NOC Chairman told the paper that the PFG has become a ‘private army’ for its head, Ibrahim Jadran, and “they have tried to sell oil themselves and then they failed to protect the places they were meant to.” The PFG has gained control of the oil ports and complexes in Ras Lanuf, Sidra, and Zueitina in eastern Libya. In March 2014, Jadran announced that he had given himself greater autonomy and sent the tanker MV Morning Glory, flying North Korean colors, loaded with 234,000 barrels of crude oil for sale abroad. “We estimate that the activities of the PFG has adversely affected 70% of oil production,” Sanalla added.

ISIS has attacked a number of Libyan oil facilities over the month of January, which Sanalla said could have been avoided with a more competent guard. In regard to the Ras Lanuf attack, Sanalla said “We could have saved the oil, but the PFG sabotaged this.  Then they failed to put up resistance and Isis were able to carry out their attack and destroy the fuel. There were not that many Isis fighters taking part in the attack, so we do not know why PFG just went away. ”

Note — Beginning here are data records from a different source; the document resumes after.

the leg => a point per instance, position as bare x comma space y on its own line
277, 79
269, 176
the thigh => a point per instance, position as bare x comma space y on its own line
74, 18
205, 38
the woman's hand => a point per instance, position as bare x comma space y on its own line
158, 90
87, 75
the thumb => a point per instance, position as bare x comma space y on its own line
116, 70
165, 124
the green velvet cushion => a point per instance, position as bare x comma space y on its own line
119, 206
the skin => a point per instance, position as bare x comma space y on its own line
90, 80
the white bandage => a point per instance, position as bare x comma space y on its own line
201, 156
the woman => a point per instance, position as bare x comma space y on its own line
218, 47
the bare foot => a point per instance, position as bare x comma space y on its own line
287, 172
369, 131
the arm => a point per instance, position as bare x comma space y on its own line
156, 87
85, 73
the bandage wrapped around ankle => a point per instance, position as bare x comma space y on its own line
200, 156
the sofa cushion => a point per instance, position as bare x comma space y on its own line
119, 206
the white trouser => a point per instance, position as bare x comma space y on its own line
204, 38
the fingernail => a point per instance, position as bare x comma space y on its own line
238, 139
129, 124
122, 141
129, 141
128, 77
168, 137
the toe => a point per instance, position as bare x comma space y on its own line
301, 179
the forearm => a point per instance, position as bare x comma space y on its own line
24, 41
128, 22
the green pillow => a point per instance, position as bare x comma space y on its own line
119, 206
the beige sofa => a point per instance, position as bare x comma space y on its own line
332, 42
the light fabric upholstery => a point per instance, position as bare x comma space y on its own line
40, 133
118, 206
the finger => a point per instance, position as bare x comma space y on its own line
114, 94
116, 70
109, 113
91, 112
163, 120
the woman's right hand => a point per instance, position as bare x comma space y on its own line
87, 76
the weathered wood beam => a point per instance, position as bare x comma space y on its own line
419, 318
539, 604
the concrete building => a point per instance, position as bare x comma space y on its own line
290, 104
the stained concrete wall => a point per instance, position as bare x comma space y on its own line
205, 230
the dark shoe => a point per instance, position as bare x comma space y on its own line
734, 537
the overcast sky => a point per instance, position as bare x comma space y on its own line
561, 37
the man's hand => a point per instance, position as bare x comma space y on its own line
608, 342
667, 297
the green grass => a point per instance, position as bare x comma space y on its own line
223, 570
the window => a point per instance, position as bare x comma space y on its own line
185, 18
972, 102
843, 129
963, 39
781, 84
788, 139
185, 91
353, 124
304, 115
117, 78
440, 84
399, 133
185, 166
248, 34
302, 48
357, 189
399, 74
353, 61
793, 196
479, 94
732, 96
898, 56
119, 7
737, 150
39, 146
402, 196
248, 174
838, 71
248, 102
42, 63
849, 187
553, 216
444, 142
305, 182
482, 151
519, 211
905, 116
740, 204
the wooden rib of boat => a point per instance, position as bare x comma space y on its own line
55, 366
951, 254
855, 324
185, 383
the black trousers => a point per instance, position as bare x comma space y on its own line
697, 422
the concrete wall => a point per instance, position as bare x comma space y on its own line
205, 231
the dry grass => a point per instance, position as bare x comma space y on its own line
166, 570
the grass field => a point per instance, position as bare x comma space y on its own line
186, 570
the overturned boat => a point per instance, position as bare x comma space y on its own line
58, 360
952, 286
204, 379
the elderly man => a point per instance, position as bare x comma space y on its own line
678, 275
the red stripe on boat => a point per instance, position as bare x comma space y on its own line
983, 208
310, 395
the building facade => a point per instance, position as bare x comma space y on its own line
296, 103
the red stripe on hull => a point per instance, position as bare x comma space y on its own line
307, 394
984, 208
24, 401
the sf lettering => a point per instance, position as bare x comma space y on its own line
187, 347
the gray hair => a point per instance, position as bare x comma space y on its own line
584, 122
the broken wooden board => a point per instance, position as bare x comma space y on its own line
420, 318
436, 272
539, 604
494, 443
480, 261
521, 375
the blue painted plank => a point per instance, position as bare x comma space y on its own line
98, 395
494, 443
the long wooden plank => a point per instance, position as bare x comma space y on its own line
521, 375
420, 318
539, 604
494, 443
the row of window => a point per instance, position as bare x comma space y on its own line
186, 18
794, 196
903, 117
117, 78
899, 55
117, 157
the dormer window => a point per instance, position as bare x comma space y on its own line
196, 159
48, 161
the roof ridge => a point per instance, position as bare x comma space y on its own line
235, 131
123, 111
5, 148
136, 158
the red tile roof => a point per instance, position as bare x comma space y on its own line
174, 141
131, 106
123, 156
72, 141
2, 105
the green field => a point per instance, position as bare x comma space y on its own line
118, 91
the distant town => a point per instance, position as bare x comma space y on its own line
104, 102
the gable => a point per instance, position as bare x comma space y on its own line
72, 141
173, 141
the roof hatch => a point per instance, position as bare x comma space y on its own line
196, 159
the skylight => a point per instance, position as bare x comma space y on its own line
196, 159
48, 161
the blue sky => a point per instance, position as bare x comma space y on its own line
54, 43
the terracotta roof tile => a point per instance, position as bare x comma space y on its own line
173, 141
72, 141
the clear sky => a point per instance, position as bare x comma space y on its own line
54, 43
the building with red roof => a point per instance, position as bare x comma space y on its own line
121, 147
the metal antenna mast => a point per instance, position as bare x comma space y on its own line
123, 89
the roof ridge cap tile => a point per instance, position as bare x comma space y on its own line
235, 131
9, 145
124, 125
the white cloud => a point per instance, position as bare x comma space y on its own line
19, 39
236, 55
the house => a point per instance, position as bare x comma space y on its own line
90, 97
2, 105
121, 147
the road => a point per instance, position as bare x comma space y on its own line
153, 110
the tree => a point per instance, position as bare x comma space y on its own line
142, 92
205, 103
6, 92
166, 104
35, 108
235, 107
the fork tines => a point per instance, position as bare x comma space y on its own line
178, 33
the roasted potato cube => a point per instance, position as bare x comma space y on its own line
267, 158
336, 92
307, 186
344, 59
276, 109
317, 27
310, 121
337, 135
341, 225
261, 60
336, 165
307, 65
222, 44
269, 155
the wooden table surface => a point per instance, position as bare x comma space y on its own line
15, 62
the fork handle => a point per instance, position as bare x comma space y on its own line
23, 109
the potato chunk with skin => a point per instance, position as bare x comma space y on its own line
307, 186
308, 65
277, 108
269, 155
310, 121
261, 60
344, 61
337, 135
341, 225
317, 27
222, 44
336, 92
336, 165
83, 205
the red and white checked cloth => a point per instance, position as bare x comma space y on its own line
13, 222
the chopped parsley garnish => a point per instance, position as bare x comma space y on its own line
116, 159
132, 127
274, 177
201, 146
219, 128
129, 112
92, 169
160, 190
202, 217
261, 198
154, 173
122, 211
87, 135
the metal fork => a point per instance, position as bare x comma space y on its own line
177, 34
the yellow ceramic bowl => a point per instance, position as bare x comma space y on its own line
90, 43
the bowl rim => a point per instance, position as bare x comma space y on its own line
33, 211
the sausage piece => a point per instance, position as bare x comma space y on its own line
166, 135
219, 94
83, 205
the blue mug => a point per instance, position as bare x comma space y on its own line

“Isis are not occupying the oil facilities; they are damaging them and they are doing this with a small number of people. They want to prevent the country unifying under one government and we need the unity to save the economy, which is in a bad way. The PFG too is a hindrance to unity; it needs to be disbanded or integrated into a future army. Without a single government there will be no security and Libya will decline further into lawlessness and chaos,” Sanalla said, in a call for a unity government to be formed in Libya, as is currently being negotiated.

Libya’s instability has cost the country $60b in lost revenues, the Chairman said in January.

Forming a unity government has proven difficult, as the Tobruk government parliament has recently rejected a proposed caretaker administration, because of its supposed militia influence. It, however offered the negotiating council ten days to present new proposals.